La validité d’une sanction disciplinaire ne repose pas sur la certitude morale de l’élu, mais sur l’exactitude matérielle et la qualification juridique des faits consignés dans l’enquête. Depuis l’arrêt de principe Dahan (CE, 13 nov. 2013), le juge administratif exerce un contrôle normal — et non plus restreint — sur la proportionnalité de la sanction. Cette révolution jurisprudentielle rend l’enquête administrative externalisée non plus utile, mais indispensable.
I. L’exactitude matérielle : Le piège des « faisceaux d’indices »
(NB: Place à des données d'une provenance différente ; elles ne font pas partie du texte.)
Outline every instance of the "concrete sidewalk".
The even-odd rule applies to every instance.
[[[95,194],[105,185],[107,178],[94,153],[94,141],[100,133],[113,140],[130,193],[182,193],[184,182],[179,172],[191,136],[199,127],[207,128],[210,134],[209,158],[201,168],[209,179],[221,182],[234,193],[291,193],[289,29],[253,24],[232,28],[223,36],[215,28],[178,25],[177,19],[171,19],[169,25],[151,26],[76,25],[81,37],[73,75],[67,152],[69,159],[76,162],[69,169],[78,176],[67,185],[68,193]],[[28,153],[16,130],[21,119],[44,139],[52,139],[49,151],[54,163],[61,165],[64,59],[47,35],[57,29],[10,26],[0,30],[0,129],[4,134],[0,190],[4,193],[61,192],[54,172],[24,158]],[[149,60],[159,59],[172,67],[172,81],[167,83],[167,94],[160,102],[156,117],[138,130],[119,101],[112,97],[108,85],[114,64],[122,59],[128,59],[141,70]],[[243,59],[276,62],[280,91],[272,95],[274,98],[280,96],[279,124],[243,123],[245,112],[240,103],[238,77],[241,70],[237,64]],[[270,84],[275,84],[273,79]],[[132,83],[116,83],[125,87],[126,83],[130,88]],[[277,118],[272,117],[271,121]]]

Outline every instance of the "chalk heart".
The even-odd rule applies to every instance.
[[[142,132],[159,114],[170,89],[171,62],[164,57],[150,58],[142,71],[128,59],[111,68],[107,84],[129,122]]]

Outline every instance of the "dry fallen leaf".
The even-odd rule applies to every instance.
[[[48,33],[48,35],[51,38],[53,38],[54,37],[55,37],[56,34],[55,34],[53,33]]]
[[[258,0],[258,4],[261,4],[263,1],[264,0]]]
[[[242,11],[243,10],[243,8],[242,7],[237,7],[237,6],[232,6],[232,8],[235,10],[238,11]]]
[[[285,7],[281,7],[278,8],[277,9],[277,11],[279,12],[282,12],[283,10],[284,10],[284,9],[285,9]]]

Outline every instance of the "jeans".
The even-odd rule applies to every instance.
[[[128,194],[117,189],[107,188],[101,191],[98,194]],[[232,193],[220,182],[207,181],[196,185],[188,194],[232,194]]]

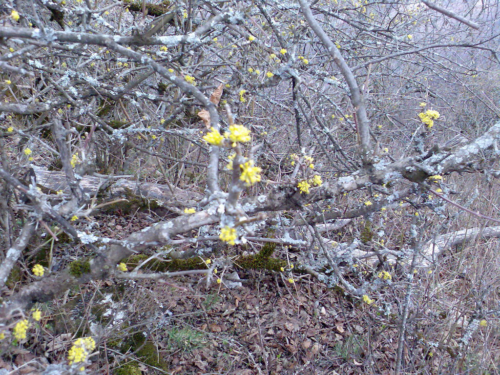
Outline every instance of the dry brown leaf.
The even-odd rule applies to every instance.
[[[312,348],[311,349],[311,352],[312,352],[312,354],[318,354],[318,352],[320,351],[320,345],[316,342],[314,345],[312,346]]]
[[[206,110],[202,110],[198,112],[198,117],[202,119],[207,129],[210,128],[210,114]]]
[[[214,90],[212,94],[210,96],[210,101],[216,106],[218,105],[220,100],[220,96],[222,96],[222,92],[224,90],[224,85],[220,84]],[[202,110],[198,112],[198,117],[202,119],[203,123],[205,124],[207,129],[210,128],[210,114],[206,110]]]
[[[310,340],[304,340],[302,342],[302,349],[308,349],[310,346],[312,344],[312,342]]]
[[[220,96],[222,96],[222,92],[224,90],[223,88],[224,86],[220,84],[214,92],[212,92],[212,94],[210,96],[210,101],[212,102],[216,106],[218,105],[218,102],[220,101]]]

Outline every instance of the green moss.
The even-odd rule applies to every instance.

Trop souvent, les enquêtes internes se contentent de conclure à un « climat délétère » ou à des « comportements inappropriés ». Pour le juge, ces notions sont inopérantes.
- L’obligation de matérialité : Chaque grief doit être rattaché à un fait daté, sourcé et corroboré.
- Le filtre de l’Avocat : Notre mission est de transformer des ressentis en faits juridiquement qualifiables. Là où un service RH voit un « conflit », nous identifions soit un harcèlement (Art. L133-2 CGFP), soit un manquement au devoir d’obéissance hiérarchique.
II. La proportionnalité : L’apport de la « Matrice Dahan »
Le juge vérifie désormais si l’autorité territoriale n’a pas commis une erreur d’appréciation en choisissant la sanction.
- L’enquête comme périmètre de la sanction : Le rapport doit impérativement évaluer les circonstances atténuantes (ancienneté, état de santé, provocation) pour sécuriser le choix de la sanction.
- L’analyse in concreto : Nous intégrons dans nos rapports une analyse de la jurisprudence administrative locale (CAA de rattachement) pour garantir que la sanction proposée est en phase avec les dernières décisions du juge du fond.
III. Le risque de l’erreur de droit dans la conduite des entretiens
Une erreur technique durant l’enquête peut paralyser toute la chaîne de décision.
- Le respect des droits de la défense : L’arrêt CE, 2 mars 2022 précise les limites de l’usage des preuves issues de dispositifs de surveillance. Une enquête qui s’appuierait sur des preuves illicites (vidéoprotection détournée, fouille de mails privés sans motif légitime) condamne la sanction à l’annulation.
- La neutralisation du vice de procédure : L’externalisation garantit que la collecte de preuves respecte le cadre strict de la Loi Informatique et Libertés et du RGPD, évitant ainsi l’éviction des preuves au contentieux.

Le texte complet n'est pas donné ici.